10 July 2012 12:18
Marks & Spencer has announced that Kate Bostock, head of non-food, will be leaving the company in October "by mutual consent" after the company reported its worst non-food sales in over three years.
The retailer, which has more than 700 stores in the UK, blamed stock problems for a 6.8% decline in clothing and general merchandise sales in the 13 weeks to June 30th, its worst performance since the quarter to December 2008.
Despite high-profile adverts featuring celebrities such as Gary Barlow, overall UK like-for-like sales fell 2.8%, also the worst performance for M&S for more than three years, even though food sales rose 0.6%.
With womenswear hit by high levels of promotions and the wet weather hitting sales of casual tops, Ms Bostock will step down as the firm parachutes in Belinda Earl, ex-CEO of Debenhams, Jaeger and Aquascutum as style director to hone its range. Ms Earl will report to John Dixon, who will replace Ms Bostock. Mr Dixon has been with the company for 26 years and has a "strong track record" in a variety of roles, most recently executive director of food and previously director for home and direct.
The results will pile the pressure on chief executive Marc Bolland at M&S's shareholder AGM today amid expectations that many shareholders will vote against a pay package that could earn him as much as £6 million.
The stock issues were a continuation of the problem the company reported in April when it did not buy enough of some of its best selling lines, and said it could have sold more than double the number of pump shoes had the stock been available.
However, M&S is confident that it is taking the necessary steps to address the poor performance of its non-food business.
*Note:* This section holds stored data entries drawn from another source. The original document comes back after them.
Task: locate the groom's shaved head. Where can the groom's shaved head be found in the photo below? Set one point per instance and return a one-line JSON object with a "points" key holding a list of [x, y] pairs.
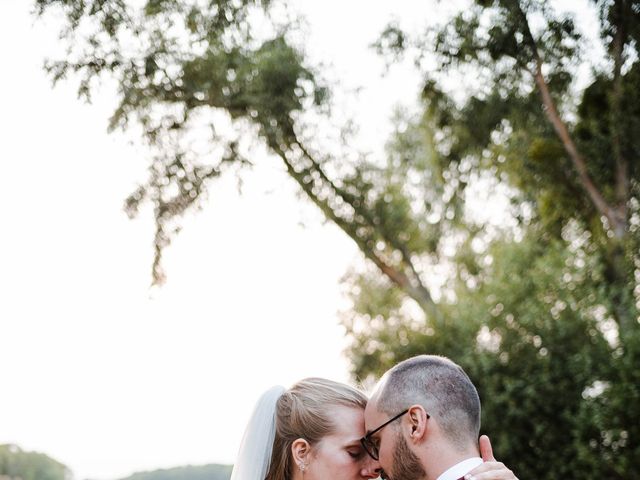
{"points": [[442, 388]]}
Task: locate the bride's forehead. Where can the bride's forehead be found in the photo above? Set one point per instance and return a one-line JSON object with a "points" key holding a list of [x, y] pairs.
{"points": [[347, 420]]}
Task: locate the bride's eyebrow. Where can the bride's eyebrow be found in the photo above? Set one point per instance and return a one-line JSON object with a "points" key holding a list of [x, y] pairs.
{"points": [[353, 443]]}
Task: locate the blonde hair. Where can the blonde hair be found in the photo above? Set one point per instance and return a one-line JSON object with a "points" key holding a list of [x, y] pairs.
{"points": [[303, 412]]}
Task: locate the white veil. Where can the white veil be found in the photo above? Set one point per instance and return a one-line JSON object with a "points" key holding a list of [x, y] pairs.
{"points": [[254, 456]]}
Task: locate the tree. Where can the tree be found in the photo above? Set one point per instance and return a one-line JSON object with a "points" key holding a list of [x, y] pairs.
{"points": [[565, 155], [18, 464]]}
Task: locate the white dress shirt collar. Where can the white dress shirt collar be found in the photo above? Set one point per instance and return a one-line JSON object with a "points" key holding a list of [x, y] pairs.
{"points": [[460, 469]]}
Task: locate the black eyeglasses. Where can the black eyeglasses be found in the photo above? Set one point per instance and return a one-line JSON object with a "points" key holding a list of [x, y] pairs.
{"points": [[371, 446]]}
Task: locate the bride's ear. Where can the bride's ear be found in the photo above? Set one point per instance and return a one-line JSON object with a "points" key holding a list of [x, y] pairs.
{"points": [[300, 449]]}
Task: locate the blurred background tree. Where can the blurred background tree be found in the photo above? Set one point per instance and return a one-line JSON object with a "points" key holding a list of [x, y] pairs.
{"points": [[16, 464], [538, 300]]}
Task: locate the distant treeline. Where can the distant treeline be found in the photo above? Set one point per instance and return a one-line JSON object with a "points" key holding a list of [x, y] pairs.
{"points": [[16, 464]]}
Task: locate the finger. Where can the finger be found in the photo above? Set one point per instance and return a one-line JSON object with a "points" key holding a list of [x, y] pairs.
{"points": [[486, 451], [491, 471]]}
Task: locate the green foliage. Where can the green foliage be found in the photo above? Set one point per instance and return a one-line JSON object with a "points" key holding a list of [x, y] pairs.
{"points": [[541, 307], [190, 472], [16, 464]]}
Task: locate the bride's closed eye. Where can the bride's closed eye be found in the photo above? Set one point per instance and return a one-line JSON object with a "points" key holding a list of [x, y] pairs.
{"points": [[355, 452]]}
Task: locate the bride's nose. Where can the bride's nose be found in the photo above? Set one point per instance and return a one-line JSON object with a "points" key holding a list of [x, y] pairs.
{"points": [[371, 468]]}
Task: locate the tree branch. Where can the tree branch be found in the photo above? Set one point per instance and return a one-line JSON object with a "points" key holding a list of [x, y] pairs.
{"points": [[411, 286], [616, 222], [622, 165]]}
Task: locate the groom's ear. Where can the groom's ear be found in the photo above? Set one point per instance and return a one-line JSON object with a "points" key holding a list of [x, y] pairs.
{"points": [[300, 449], [417, 423]]}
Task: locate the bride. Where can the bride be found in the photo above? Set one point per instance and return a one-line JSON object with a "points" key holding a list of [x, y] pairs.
{"points": [[312, 431]]}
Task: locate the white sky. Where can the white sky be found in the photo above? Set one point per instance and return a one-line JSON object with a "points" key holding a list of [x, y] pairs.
{"points": [[105, 375]]}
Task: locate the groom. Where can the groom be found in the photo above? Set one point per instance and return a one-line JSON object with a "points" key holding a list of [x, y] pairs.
{"points": [[423, 422]]}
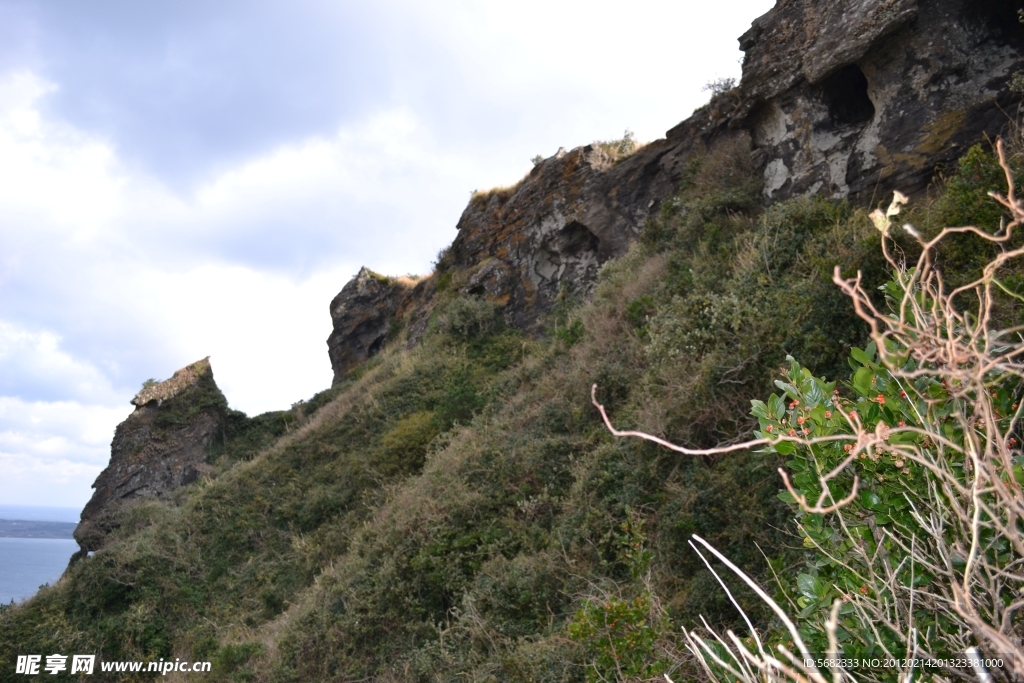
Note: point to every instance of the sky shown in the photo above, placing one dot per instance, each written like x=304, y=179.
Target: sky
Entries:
x=194, y=178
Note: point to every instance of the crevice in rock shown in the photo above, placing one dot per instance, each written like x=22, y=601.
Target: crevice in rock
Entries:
x=845, y=92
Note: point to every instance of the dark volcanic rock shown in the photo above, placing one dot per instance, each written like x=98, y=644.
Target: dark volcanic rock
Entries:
x=162, y=445
x=363, y=313
x=849, y=99
x=858, y=98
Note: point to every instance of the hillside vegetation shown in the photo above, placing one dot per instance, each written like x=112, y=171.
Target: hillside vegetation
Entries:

As well as the shake-up in the management team, it has improved buying and merchandising and believes its stock will be back on target in time for the autumn-winter season, which will be launched in stores later this month.
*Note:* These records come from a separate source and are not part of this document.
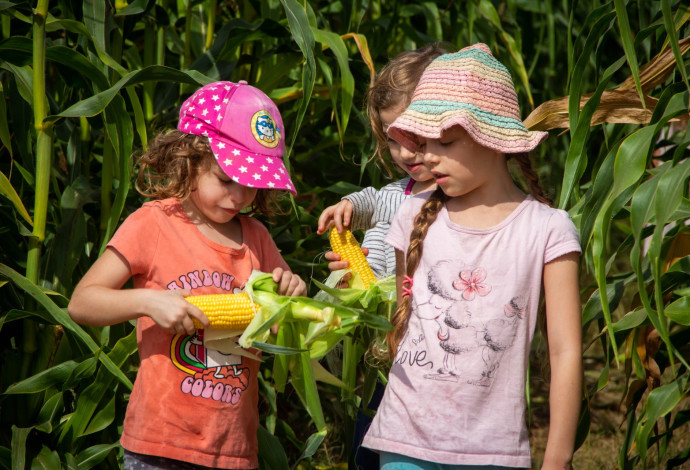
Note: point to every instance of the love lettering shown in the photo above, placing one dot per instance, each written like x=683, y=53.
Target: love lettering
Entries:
x=413, y=358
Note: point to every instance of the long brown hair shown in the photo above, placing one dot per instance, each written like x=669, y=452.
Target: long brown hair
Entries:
x=525, y=164
x=172, y=163
x=401, y=317
x=394, y=87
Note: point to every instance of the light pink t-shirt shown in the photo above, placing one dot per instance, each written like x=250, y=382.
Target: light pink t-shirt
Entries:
x=456, y=388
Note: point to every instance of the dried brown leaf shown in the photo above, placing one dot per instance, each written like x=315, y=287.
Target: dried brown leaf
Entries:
x=620, y=105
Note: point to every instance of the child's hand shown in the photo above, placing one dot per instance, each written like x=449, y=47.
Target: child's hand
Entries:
x=288, y=283
x=339, y=214
x=172, y=312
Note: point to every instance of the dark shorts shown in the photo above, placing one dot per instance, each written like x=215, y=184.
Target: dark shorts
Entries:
x=135, y=461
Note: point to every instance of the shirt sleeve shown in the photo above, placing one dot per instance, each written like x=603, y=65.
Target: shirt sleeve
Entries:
x=364, y=205
x=137, y=239
x=399, y=234
x=562, y=236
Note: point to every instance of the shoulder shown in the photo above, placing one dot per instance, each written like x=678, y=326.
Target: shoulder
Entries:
x=254, y=225
x=163, y=208
x=560, y=233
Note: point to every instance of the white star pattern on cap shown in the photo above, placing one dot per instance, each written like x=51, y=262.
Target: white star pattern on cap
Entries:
x=239, y=156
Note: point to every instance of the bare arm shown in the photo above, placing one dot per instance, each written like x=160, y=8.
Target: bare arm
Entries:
x=564, y=331
x=99, y=299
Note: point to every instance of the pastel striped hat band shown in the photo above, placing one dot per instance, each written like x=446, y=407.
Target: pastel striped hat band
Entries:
x=468, y=88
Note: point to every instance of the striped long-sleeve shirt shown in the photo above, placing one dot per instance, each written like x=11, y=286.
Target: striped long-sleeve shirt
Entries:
x=373, y=212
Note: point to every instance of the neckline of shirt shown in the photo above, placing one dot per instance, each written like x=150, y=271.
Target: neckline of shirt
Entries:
x=512, y=216
x=216, y=246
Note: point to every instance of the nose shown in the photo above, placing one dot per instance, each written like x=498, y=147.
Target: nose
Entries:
x=238, y=193
x=430, y=157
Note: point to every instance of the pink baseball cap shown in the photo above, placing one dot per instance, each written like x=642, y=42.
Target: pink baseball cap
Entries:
x=244, y=129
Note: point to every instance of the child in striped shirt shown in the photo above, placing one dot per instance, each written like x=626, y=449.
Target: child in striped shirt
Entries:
x=372, y=209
Sales of coats, jackets and hosiery had done well amid the grim weather but the fall in sales of casualwear hurt it because it traditionally makes up a large proportion of its sales at this time of year.
Food sales have been boosted by the celebrations surrounding the Diamond Jubilee, helped by launching its Simply M&S budget range and new products including 200 British lines.
The group also said the rollout its new design of stores was on track, after it admitted its outlets were difficult to shop in.